The SNP claims to have knocked on 120,000 doors, each one three times; to have conjured up 4700 activist days, with many individual days peaking at well over 500 individuals.
To keep them happy there were burgers and curry and 17,000 cups of tea, so they put out more than half a million leaflets or letters and they were backed up by a cabinet secretary every day.
There was one gaffe, when a leaflet came back from the printers and police officers in a photograph with Justice Secretary Kenny MacAskill were much more identifiable than expected. The leaflet was withdrawn, but Labour spotted the error and an apology had to be issued through the police federation.
Other times when Labour scented blood, its Nationalist opponents were relaxed. A week out from polling day Labour seized on remarks by Mr Mason that he could see little difference between Margaret Thatcher, Tony Blair and Gordon Brown.
There was much cranked-up indignation in Labour ranks and a leaflet stating: "Whose side is he really on?"
It was in black and yellow, SNP colours, with a photo of the SNP candidate.

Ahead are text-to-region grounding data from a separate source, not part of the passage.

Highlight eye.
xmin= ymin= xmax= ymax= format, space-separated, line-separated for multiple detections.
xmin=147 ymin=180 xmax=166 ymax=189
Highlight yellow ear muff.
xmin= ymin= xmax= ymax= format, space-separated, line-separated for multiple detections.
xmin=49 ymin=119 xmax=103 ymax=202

It broke all the rules which say you should never put out a leaflet which punters will simply mistake for one of your opponents'. It served simply to put a spring in Nationalist steps.
Did the Thatcher/Brown issue hurt the SNP? If it did, then they themselves could scarcely have choreographed a better finale, with the Conservatives at Westminster leaking proposals of a government welfare reform green paper because they said it was chock-full of Tory ideas.
Then there was yesterday's revelation that when Gordon Brown invited Margaret Thatcher to 10 Downing Street he also gave her a gift of silverware worth £140. Was an SNP mole at Whitehall making this stuff up?
It meant that the final batch of half-a-million leaflets showed the photograph on the steps of No 10 with a quote from Clydeside legend Jimmy Reid: "Any doubt I had that Labour has lost touch with its roots was cast aside forever when I watched Gordon Brown cosying up to Margaret Thatcher in Downing Street last year."
Mr Reid was there yesterday for the SNP's final press conference in Easterhouse. "How ya' doin' son," he said gruffly, delighting the First Minister.